Towels, of course, are very useful, and paper towels are absolutely essential. You can wrap your hair in a bath towel if you don't have a cap handy. And paper towels are indispensable for wiping off your bevel so that you can look for facets, a process that you will be repeating over and over. They are also good for cleaning your hands and glasses, whether safety or regular.
A dip bucket, or rinse bucket, is a useful item to have, and you should have a different one for each wheel. Separate buckets will help to avoid contamination from one wheel to the next by carrying up dirty water on the glass. Contaminating your wheels can be a disaster so far as good beveling is concerned. It is also a good idea to have the various wash buckets alongside you, rather than on the floor. Then you won't have to keep bending over whenever you rinse. The more comfortable you are, the more time you can spend beveling, not stretching cramped muscles.

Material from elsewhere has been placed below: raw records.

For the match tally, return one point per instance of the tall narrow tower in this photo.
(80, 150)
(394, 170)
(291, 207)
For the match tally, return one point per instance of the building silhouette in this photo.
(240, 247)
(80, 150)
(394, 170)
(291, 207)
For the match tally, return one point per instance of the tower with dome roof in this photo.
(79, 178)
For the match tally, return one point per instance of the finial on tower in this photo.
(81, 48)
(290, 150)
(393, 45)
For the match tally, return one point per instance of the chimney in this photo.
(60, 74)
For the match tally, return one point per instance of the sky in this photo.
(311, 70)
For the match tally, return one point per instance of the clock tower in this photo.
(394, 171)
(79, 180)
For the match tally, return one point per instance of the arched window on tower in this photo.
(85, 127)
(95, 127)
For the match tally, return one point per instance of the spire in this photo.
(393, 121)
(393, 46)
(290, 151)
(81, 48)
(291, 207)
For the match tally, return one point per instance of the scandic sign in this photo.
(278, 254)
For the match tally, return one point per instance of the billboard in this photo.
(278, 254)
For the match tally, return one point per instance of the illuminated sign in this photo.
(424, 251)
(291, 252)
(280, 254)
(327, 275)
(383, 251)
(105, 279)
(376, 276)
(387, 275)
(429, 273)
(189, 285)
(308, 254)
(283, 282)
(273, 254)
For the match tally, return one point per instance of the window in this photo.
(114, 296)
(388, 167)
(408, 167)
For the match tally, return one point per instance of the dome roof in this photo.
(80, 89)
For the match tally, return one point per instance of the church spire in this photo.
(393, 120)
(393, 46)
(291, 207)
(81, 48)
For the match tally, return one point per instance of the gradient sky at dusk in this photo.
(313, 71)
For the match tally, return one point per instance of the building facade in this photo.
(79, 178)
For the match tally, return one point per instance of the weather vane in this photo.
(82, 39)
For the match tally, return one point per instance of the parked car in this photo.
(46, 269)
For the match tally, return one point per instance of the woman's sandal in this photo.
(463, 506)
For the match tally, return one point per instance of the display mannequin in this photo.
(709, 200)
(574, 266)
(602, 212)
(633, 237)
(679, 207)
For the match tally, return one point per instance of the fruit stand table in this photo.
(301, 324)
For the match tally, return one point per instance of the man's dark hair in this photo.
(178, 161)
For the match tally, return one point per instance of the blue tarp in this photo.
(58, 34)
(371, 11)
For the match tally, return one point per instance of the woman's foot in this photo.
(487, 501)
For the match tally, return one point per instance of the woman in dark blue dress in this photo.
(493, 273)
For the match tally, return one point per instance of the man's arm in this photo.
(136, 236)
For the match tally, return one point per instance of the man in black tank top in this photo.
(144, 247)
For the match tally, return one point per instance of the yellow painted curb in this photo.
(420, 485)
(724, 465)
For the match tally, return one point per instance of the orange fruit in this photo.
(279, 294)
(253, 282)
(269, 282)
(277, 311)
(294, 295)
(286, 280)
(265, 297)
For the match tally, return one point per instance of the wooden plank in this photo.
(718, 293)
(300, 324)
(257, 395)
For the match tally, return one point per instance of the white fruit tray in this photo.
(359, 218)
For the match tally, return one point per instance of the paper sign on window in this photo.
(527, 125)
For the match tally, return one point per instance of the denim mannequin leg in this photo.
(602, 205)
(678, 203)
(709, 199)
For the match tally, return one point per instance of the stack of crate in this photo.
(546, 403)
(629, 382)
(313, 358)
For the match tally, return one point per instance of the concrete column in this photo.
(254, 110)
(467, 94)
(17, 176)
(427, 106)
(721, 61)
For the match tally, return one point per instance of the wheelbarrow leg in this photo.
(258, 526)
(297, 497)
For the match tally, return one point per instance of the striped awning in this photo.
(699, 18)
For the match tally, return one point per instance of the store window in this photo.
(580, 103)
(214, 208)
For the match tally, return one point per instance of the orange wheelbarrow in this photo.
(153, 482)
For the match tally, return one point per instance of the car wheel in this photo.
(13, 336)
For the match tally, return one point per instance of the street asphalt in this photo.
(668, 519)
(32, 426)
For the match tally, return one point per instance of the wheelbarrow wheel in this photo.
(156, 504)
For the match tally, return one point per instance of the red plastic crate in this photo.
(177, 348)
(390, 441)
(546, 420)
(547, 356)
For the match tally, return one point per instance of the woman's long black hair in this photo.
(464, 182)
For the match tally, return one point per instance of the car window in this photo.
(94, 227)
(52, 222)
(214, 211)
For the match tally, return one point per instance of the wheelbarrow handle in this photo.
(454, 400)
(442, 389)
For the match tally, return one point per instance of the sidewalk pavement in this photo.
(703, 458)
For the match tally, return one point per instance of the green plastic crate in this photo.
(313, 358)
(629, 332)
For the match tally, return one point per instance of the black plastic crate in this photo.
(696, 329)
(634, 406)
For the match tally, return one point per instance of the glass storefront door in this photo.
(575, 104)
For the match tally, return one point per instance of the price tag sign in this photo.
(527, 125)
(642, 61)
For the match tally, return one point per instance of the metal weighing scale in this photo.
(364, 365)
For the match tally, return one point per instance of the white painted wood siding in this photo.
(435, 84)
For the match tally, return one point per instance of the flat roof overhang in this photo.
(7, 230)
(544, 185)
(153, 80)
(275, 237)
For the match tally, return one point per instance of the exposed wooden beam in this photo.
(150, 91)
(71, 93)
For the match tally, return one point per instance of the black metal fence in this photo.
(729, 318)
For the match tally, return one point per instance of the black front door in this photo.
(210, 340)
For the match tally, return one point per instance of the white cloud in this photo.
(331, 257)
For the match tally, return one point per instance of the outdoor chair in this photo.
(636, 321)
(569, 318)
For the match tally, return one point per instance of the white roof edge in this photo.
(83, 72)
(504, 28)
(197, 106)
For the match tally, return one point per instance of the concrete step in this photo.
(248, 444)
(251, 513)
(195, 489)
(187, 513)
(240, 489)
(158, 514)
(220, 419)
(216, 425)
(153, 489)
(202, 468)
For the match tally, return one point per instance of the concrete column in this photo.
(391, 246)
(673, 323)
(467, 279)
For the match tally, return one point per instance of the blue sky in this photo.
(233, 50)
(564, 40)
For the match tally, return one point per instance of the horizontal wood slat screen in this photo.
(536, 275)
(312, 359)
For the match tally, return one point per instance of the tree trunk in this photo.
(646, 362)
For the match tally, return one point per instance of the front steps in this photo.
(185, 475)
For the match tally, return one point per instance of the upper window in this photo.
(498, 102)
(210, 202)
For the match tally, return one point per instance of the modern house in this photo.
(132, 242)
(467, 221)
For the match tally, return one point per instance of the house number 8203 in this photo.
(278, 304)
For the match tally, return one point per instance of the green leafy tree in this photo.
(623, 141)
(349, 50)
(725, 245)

Every time that you change wheels, make sure that you wash the glass well. It doesn't matter so much if you transfer from a finer grit to a coarser one—that is, go from cerium oxide to, say, pumice. But it does make a great deal of difference if you transfer coarse grit to a stone that uses a finer one, as in going from the roughing to the smoothing station.
Cutters and Pliers
You should have several cutters on hand that are specific for plate glass. Most glass-cutter manufacturers make cutters with wheels specially suited to plate, and it is important that you use one of these rather than one that was made for some other glass. While you will probably be able to use another type, you will be making your job more difficult in the long run. It is just as easy to start doing things right in the beginning as it is to do them wrong.
For beveling, you will need two kinds of pliers: a plate-glass-breaking pliers and a running pliers. Both of these items are standard in the armamentarium of the stained-glass craftsman, and you can continue to use what you have for plate glass as well. However, if you want to use fairly thick plate for more than merely occasional diversions, you should acquire a running pliers that is more substantial than those used for 1/8" stained glass. This will relieve some of the pressure on your hands, and you want to keep your major effort toward beveling, not glass scoring and breaking.
Pittsburgh Plate Glass makes fine heavy-duty running pliers that are exceptional in their ease of running long score lines on heavy plate. You might find it more than worth your while to invest in a pair. As shown in Figs. 1-7 and 1-8, we tape the jaws of our PPP (Pittsburgh Plate Pliers) to avoid the possibility of the jaws scratching the glass.
As for breaking out the score, the pliers you already may be using for stained glass will be sufficient. You may have to work harder at the procedure depending on the thickness of the plate you use. We use our Diamond glass breaker and running pliers for anything up to 1/4". Above that we use our PPP to run the score.
Zinc Came Versus Lead Came
Anyone who repairs beveled glass windows has to be struck by the fact that most, if not all, are done with zinc came rather than lead. This doesn't mean that lead came was never used on beveled windows; it does mean that usually little, if anything, is left of them to repair. Lead came is too malleable to sustain the weight of the heavy plate. Pieces of this glass tend to fall out as the window begins to sag.